Frank Tibo, who was the head of the tax department of HypoVereinsbank between 2002 and 2014, was fired after reporting suspicious deals to the bank's compliance team and subsequently to BaFin.

Tibo successfully appealed his sacking which he described as a "brutal elimination" and has complained that he was uncovered by the financial services watchdog after expressly seeking anonymity.

Similarly, several attempts by whistleblowers to contact the Federal Ministry of Finance between 2009 and 2015 were ignored or brushed aside by ministerial staff.

An insider using the alias "Juergen Schmidt" wrote to the Darmstadt tax office in November 2010, warning of the machinations of a "mafia-like organized network."

When he received no response, Schmidt contacted the authorities again asking "why the German financial authorities have no urgent interest in the investigation of transactions...which will lead to massive damage of 300 million euros again in 2011 alone?"

Schmidt also warned officials at the Darmstadt tax office not to pass on any information to the relevant department in the Ministry of Finance in Berlin, as the "initiators [of the scheme] have a direct and excellent contact to its employees."

Arnold Ramacker, a civil servant at the office in question, appears to have had particularly close links to financial institutions in the context of the "Cum-Ex" scandal.

When the Ministry of Finance first tried to close regulatory loopholes in 2007, Ramacker copied proposals of the German Banking Association (Bankenverband) word for word into law.

The number of dubious transactions grew exponentially thereafter, albeit via international structures where the new German rules did not apply.

Finance lobbyists were delighted by the development and paid Ramacker a salary in 2008, while he was officially on leave but continued to participate in the drafting of legislation in the Finance Ministry.

In the final declaration of the subsequent parliamentary enquiry, the Green party stated that Ramacker's role in the scandal spoke volumes about the "naïve trust [of authorities] in their dealings with industry representatives".

The German state only awoke from its costly slumber at the prompting of tax prosecutors in Wuppertal in 2015.

Unlike in other instances in which whistleblowers had sounded alarms, investigators received clearance to purchase a USB stick containing the names of 129 involved banks from an insider for five million Euros.

Since the government obtained the data and began using it in an attempt to demand the repayment of tax rebates, several individuals involved in the transactions have confessed their complicity.

Nonetheless, German opposition such as the Greens and Left party have attacked the government's handling of the scandal as inadequate and slow.

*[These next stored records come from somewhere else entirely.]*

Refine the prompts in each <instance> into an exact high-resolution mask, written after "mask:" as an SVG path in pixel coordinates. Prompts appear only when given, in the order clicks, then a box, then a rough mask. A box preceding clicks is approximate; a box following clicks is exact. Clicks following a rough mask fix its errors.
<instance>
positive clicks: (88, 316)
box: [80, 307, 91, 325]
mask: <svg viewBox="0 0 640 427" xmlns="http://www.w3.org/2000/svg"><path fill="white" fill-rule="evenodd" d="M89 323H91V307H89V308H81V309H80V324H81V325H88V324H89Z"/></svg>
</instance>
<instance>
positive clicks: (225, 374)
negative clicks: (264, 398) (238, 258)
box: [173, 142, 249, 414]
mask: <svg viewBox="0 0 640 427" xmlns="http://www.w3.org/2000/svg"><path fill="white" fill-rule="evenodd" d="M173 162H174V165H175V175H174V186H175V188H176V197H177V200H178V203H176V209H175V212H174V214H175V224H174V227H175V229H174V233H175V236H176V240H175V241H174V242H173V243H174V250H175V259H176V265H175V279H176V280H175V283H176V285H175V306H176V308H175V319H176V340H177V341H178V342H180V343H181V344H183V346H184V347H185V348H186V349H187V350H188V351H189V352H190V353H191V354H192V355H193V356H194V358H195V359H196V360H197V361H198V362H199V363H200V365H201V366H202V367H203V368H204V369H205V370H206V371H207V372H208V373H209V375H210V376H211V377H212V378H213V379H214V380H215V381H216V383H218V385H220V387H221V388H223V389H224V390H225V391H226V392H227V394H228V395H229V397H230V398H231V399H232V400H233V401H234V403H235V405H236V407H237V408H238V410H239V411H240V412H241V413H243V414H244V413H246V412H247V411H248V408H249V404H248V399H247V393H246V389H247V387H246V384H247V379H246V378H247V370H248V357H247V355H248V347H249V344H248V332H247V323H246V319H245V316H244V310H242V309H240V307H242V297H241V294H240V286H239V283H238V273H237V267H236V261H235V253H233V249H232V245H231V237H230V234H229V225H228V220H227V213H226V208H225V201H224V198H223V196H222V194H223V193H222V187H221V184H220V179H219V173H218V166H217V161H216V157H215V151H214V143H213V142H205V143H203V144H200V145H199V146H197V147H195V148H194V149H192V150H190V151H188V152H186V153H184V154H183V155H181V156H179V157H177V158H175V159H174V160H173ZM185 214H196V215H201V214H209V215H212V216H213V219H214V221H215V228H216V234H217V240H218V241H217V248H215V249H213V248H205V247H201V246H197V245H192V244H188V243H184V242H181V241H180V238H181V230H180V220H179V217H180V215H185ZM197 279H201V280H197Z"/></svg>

The Green party's finance expert, Gerhard Schick, said that the ruling CDU/CSU and SPD had "downplayed the extent of damage, distracted the public from the failure of financial authorities, and blocked investigations at critical points."

The Left party's Richard Pitterle (Linke) lamented that "catastrophic mistakes" by authorities had enabled the "multibillion Euro theft of the Cum-Ex mafia in the first place."

The Ministry of Finance sees no failings on its part in the "Cum-Ex" scandal.

The parliamentary enquiry had shown that financial authorities worked in an "exemplary and efficient" fashion on the case.

"Financial authorities acted responsibly with regards to information provided by whistleblowers," Finance Minister Wolfgang Schaeuble (CDU) further stated.